Fully Automating Server-side Object Detection Workflows

Posted by

Continuing with our Object Detection release blog posts series, today, we’ll showcase how to automate the training of the object detection models (and their predictions) that anyone will be able to create in BigML in short order.

Annotating object locations in images

As discussed in previous posts, BigML already offers classification, regression, and unsupervised learning models (e.g., clustering, anomaly detection). They all accept images as just another input data type usable for model training. In fact, when images are uploaded a new Source is created for each and their corresponding IDs are added to a new Composite Source object with a new image field type. In summary, images can be combined with any other data type and can be assigned one or more labels by using the new label fields.

What happens if you need to determine the presence and location of some specific objects in the picture? As we touched on in the previous posts, this is what Object Detection is tailormade for. After all, the goal of an Object Detection model is to predict the regions in the image where you can find a specific object(s).

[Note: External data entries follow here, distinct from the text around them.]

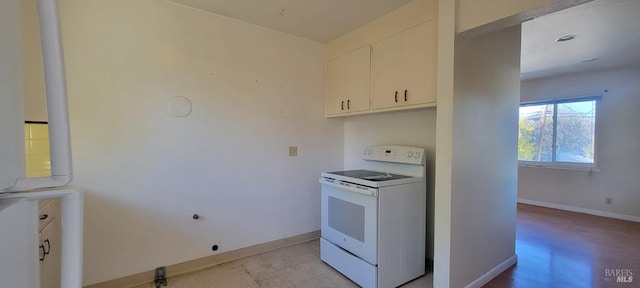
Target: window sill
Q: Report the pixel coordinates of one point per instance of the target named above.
(558, 166)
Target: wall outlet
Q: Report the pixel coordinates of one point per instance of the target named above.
(160, 278)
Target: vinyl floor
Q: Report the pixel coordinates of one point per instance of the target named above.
(555, 248)
(291, 267)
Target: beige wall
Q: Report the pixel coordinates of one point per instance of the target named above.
(254, 93)
(11, 103)
(484, 182)
(35, 105)
(618, 147)
(403, 18)
(410, 128)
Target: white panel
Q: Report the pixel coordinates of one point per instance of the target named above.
(358, 270)
(18, 223)
(11, 112)
(617, 145)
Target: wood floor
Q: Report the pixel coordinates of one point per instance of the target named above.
(557, 248)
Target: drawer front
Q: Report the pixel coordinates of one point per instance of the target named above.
(356, 269)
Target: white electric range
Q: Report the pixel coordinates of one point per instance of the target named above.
(373, 221)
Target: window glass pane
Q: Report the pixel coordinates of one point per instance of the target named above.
(576, 132)
(535, 137)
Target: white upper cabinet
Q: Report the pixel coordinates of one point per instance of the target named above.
(348, 82)
(403, 69)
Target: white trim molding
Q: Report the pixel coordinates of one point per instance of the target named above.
(581, 210)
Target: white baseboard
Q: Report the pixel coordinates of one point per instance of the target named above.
(205, 262)
(493, 273)
(580, 210)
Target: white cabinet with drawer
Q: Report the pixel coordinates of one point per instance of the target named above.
(50, 243)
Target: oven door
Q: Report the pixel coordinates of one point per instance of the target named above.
(349, 218)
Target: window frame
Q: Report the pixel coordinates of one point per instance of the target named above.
(554, 164)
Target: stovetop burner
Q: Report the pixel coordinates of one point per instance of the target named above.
(369, 175)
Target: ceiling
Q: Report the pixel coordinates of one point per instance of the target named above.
(318, 20)
(606, 30)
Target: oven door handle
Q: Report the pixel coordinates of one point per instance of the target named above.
(364, 190)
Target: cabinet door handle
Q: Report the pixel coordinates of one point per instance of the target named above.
(42, 254)
(48, 249)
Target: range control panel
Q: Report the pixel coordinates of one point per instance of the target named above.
(395, 154)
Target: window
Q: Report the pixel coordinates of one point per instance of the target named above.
(558, 132)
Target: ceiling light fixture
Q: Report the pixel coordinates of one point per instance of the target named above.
(566, 38)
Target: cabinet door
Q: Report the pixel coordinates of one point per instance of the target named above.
(419, 63)
(348, 82)
(51, 246)
(359, 86)
(386, 72)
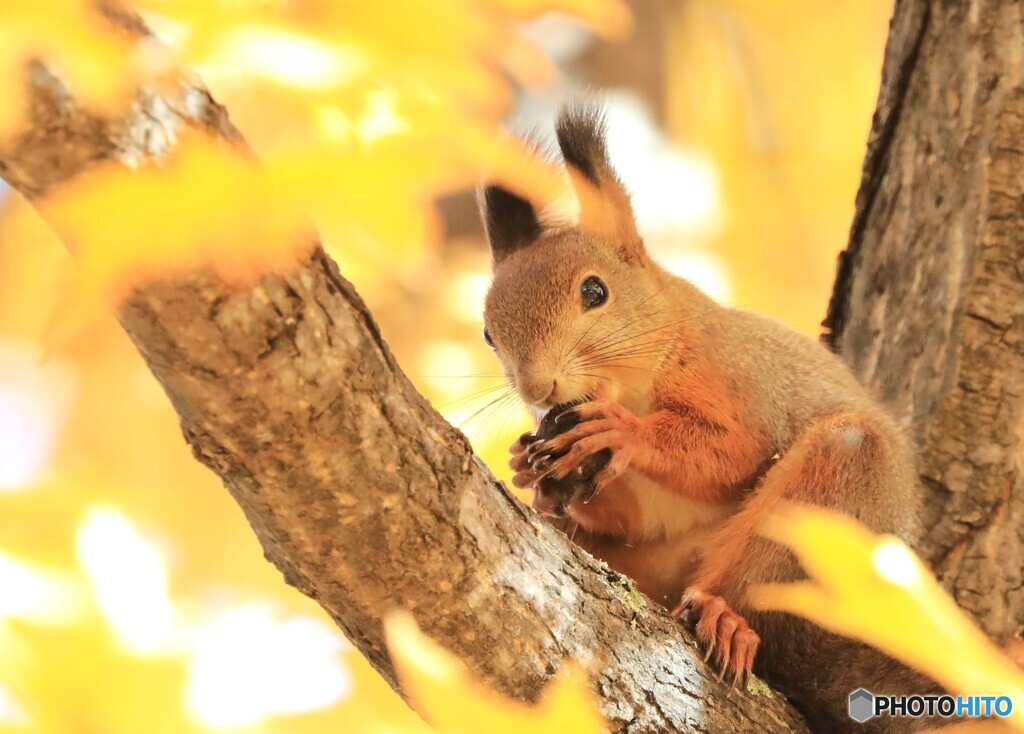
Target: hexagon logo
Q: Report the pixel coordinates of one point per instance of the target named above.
(861, 705)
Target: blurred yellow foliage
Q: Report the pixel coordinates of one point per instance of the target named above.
(455, 702)
(875, 589)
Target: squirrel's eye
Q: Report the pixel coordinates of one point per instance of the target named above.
(594, 292)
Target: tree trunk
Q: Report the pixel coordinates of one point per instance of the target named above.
(363, 495)
(929, 302)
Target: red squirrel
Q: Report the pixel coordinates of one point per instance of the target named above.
(711, 415)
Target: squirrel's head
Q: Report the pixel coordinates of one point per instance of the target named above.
(572, 310)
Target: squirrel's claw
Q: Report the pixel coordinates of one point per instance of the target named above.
(721, 631)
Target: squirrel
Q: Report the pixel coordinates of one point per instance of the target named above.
(691, 421)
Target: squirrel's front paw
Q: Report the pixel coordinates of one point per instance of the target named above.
(721, 631)
(599, 425)
(524, 475)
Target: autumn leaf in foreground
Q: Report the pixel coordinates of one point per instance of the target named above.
(453, 701)
(876, 589)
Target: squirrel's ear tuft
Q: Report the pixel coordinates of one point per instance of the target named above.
(604, 204)
(581, 132)
(510, 221)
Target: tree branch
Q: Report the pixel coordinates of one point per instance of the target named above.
(357, 489)
(929, 303)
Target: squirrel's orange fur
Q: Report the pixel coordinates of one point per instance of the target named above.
(713, 415)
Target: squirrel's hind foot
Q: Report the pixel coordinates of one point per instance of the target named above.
(721, 632)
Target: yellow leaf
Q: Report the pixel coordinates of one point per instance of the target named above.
(454, 701)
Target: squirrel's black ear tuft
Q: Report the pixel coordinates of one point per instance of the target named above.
(580, 130)
(604, 203)
(510, 221)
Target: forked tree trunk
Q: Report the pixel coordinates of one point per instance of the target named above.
(367, 500)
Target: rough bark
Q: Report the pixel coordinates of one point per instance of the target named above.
(929, 302)
(359, 492)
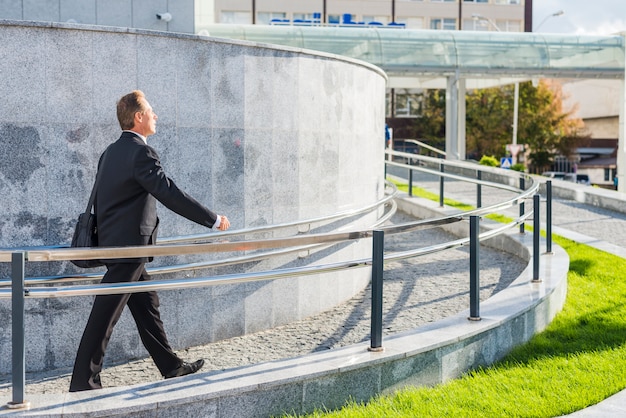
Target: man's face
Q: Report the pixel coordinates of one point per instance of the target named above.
(145, 122)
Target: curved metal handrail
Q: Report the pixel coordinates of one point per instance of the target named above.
(386, 201)
(280, 246)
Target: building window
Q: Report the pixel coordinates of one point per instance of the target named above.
(407, 105)
(236, 17)
(445, 24)
(413, 22)
(380, 19)
(264, 18)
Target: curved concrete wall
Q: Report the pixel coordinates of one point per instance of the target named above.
(263, 134)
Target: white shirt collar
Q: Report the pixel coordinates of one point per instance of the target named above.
(143, 138)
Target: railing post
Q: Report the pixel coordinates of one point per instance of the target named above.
(549, 216)
(17, 322)
(377, 291)
(474, 269)
(536, 236)
(441, 169)
(479, 193)
(522, 186)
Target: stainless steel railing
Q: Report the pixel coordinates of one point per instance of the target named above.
(22, 288)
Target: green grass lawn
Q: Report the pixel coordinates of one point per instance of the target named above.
(579, 360)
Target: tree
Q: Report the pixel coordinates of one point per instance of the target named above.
(543, 124)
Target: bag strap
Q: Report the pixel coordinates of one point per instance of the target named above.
(92, 197)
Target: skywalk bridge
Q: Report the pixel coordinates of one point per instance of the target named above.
(455, 60)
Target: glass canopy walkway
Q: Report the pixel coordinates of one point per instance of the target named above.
(456, 61)
(420, 55)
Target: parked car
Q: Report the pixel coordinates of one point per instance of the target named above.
(554, 174)
(577, 178)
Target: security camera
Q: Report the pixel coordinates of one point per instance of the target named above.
(166, 17)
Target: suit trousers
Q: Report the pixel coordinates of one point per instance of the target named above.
(106, 311)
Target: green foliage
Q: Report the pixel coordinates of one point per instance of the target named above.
(489, 160)
(543, 124)
(579, 360)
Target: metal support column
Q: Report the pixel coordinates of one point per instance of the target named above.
(376, 342)
(536, 236)
(479, 194)
(441, 180)
(522, 186)
(474, 268)
(17, 321)
(549, 216)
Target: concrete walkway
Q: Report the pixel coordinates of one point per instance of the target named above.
(345, 325)
(594, 226)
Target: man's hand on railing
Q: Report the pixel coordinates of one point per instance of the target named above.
(224, 223)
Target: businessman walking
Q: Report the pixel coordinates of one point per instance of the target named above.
(132, 180)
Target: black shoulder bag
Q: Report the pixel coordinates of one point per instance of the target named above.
(86, 231)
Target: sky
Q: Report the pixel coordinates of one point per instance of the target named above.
(589, 17)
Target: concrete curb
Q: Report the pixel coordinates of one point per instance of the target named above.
(430, 354)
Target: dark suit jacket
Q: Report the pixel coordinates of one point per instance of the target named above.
(131, 182)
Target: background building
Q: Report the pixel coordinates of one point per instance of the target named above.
(505, 15)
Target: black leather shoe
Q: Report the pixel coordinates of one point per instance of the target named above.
(185, 369)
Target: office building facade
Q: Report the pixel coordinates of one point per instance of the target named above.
(487, 15)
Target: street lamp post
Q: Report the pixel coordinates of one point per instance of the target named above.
(555, 14)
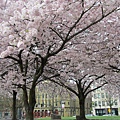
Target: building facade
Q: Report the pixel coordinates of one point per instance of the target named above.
(64, 106)
(103, 103)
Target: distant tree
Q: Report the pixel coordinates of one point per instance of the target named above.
(35, 34)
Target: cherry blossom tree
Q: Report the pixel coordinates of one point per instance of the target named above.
(35, 34)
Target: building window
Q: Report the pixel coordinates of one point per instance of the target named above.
(102, 95)
(95, 103)
(98, 95)
(95, 96)
(99, 103)
(116, 102)
(42, 95)
(103, 103)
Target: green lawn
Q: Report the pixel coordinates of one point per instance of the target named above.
(93, 118)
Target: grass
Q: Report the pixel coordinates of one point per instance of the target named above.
(91, 118)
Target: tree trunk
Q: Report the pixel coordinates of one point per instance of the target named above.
(29, 103)
(82, 109)
(14, 106)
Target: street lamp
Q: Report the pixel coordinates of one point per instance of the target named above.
(100, 110)
(63, 106)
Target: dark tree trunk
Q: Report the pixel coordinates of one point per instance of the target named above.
(29, 103)
(82, 108)
(14, 106)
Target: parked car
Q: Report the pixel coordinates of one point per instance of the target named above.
(109, 115)
(87, 115)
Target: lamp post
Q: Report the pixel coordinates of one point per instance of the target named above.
(63, 106)
(100, 112)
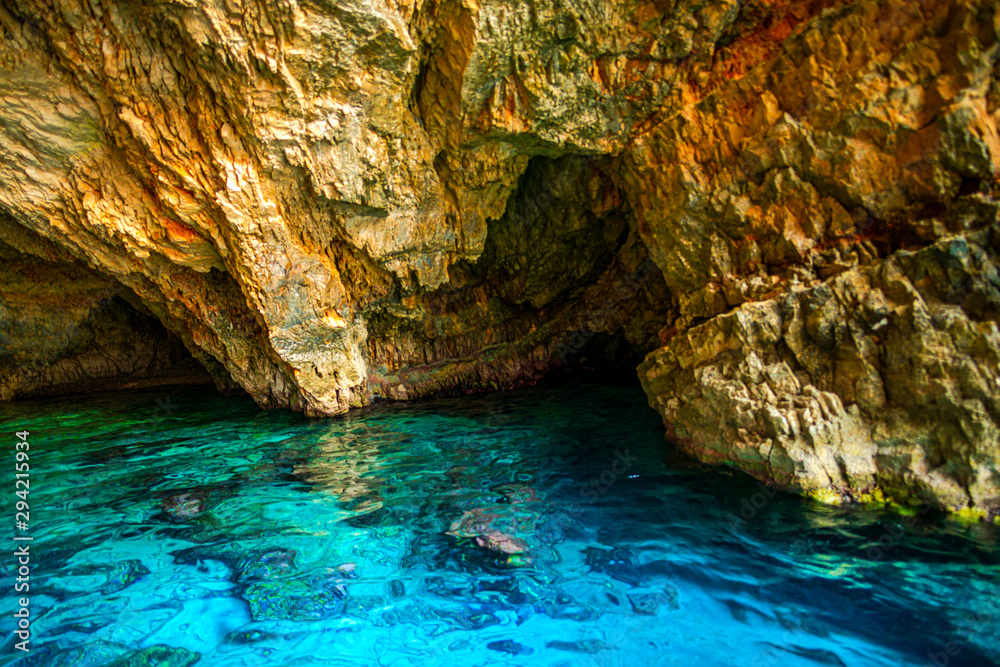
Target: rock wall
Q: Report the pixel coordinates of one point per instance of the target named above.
(789, 206)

That’s just another Supervised Learning problem, so the algorithm will expect you to provide examples of the regions in your training data to learn from. That has led to the definition of a new field type: Regions. The Regions field contains the label that identifies at least one of the objects that you want to detect plus its coordinates in the picture. If more than one object appears in the same image, the field will contain a list of them. To create your training data you need to provide not only the images but also some annotations that will determine the boxes and labels of the objects of interest in the training images. BigML does offer a tool for drawing those regions. However, this post solely focuses on automation so let’s assume that you already had your annotations taken care of.

The adorable kittens example

Before we proceed with our example, a quick confession: your author loves cats. They are curious, clever, elegant and delicate animals. No wonder they own the Internet and they have a near-monopoly on Object Detection demo datasets to boot. So let’s honor the tradition and put together a cat image dataset to illustrate today’s post.

cats

This small collection of images was retrieved from pexels.com. We’ve gone ahead and located and labeled the eyes, and added an annotations file that contains their locations in each image. We could, very well, label and locate other body parts (like noses or ears) and store all of them in the same regions field or in a separate Regions field per class if you want to create separate models for each type of object. In this example, we’ll keep it simple but you get the idea. The finalized annotations data looks as follows.

cats_annotations

Every row contains the information related to one of the images. The first field contains the relative path to that image file (stored in my laptop in this case) and the second field stores the regions information as a list of lists. Each of these inner lists starts with the label name plus the top, left, width and height of the region expressed in relative coordinates (as the ratio to the image dimensions). Other coordinate formats, like the absolute number of pixels for those measures, are also acceptable as long as they are consistent throughout the dataset.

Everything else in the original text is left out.